Day after day growing economies issued bonds using their national currencies and dollar denominations more frequently. This tendency got the name ‘emerging local market bonds’. As a result, international companies started selling their debt, boosting the corporate credit market.
Evaluate potential risks
Basically, if you’re going to invest in emerging market bonds, you can face the typical debt issues risks, such as fluctuations of issuers’ performance and their capability to pay back their obligations. Nevertheless, you should take into account that these risks may realistically be even higher because the economic situation in developing countries can be rather volatile and unstable.
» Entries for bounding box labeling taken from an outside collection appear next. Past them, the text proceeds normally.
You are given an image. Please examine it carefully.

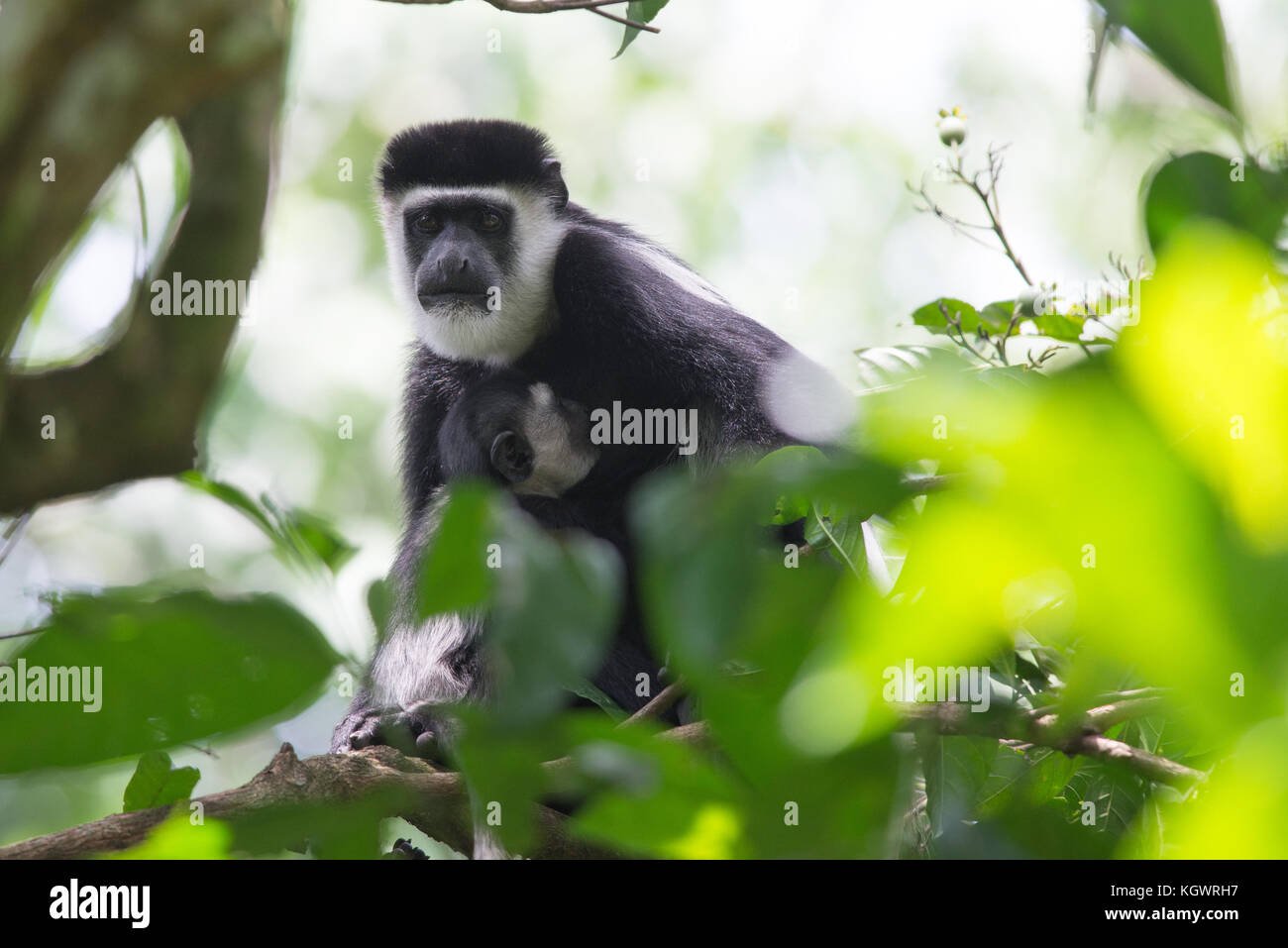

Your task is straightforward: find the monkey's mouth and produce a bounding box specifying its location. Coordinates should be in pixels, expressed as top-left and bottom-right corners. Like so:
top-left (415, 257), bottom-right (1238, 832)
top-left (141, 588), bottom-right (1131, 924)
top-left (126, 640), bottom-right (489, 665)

top-left (419, 290), bottom-right (488, 313)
While assessing the risks, don’t forget about cross-border threats, such as currency exchange fluctuations. If a chosen bond is issued in the local currency, you automatically become dependent on the dollar rate against the given currency. If the local currency feels strong enough, your yield will be higher; and vice versa, if the local currency is weak compared to the dollar, your return will go down.
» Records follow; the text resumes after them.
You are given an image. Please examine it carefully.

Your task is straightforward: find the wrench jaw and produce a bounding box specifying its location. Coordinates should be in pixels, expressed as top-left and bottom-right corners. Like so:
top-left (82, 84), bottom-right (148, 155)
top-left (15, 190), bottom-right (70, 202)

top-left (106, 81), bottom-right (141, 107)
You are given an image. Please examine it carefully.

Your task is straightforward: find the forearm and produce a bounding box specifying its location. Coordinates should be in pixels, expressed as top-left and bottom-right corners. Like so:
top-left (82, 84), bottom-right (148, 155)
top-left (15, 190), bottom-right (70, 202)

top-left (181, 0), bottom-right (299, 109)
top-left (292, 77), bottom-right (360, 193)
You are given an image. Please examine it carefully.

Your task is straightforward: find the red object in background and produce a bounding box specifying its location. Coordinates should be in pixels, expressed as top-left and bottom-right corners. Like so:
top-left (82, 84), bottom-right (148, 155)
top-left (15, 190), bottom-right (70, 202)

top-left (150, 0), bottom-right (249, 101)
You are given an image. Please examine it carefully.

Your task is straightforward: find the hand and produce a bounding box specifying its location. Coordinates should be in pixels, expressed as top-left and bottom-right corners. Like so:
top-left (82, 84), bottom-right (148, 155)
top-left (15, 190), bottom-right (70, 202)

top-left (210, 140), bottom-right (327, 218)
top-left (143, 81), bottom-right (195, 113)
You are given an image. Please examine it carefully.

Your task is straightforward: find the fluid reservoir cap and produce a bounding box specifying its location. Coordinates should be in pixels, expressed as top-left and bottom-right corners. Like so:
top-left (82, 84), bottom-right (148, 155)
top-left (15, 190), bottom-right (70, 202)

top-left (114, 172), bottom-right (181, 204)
Track the developing markets
There are several indices that help to track the performance of the developing markets and their bonds, for example, EMBI Global (the J.P. Morgan Emerging Markets Bond Index) and CEMBI (the J.P. Morgan Corporate Emerging Markets Bond Index).
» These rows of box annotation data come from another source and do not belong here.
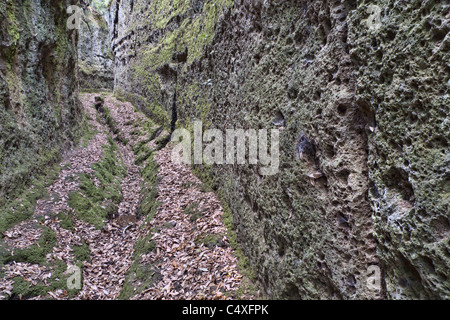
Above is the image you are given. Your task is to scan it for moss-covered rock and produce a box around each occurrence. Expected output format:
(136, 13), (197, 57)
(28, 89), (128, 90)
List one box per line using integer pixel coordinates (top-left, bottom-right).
(0, 1), (81, 228)
(109, 0), (449, 299)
The EMBI Index consolidates the debt of 25 countries, including China, Brazil, South Africa, Russia and Poland. Whereas the CEMBI concentrates on 80 bonds, issued by 50 companies worldwide.
Luckily you won’t have to assess the risks on your own. Specialised rating agencies successfully perform this task, measuring the country’s capability to execute their debt obligations. Moody’s and S&P’s ratings are considered as the most reliable. The higher the rating, the more chances the country will pay its debt.
Besides, there is a special instrument that can protect you from this risk – the credit default swap (CDS). According to the swap contract, you’ll receive the face value of the debt back in exchange for the underlying securities or their cash equivalent, in case a country or a company fails to repay its debt.
Ready to invest?
Despite all the risks and concerns, emerging market bonds can bring you much profit.
Firstly, the bonds make your investment portfolio diverse; and additionally, bonds issued in local currencies can be used as a hedging tool, if you worry about the currency risks.
Usually, investors monitor the yield of US Treasuries vs. emerging market bonds. They look for the extra yield, or the spread widening that the bonds can offer. The higher the emerging market yield compared to the Treasuries, the more profitable the investment becomes. The rapid growth of the developing economies ensures the bonds yield and enhance returns.
If you make up your mind and decide to invest in emerging market bonds, you should know that there are some limitations. In some cases, you can’t invest directly in the emerging market bonds. However, there are numerous emerging market fixed income funds you can choose from. They offer a diversified mixture of global bonds both denominated in dollars, or in local currencies. Your challenge is to choose, which variant is yours.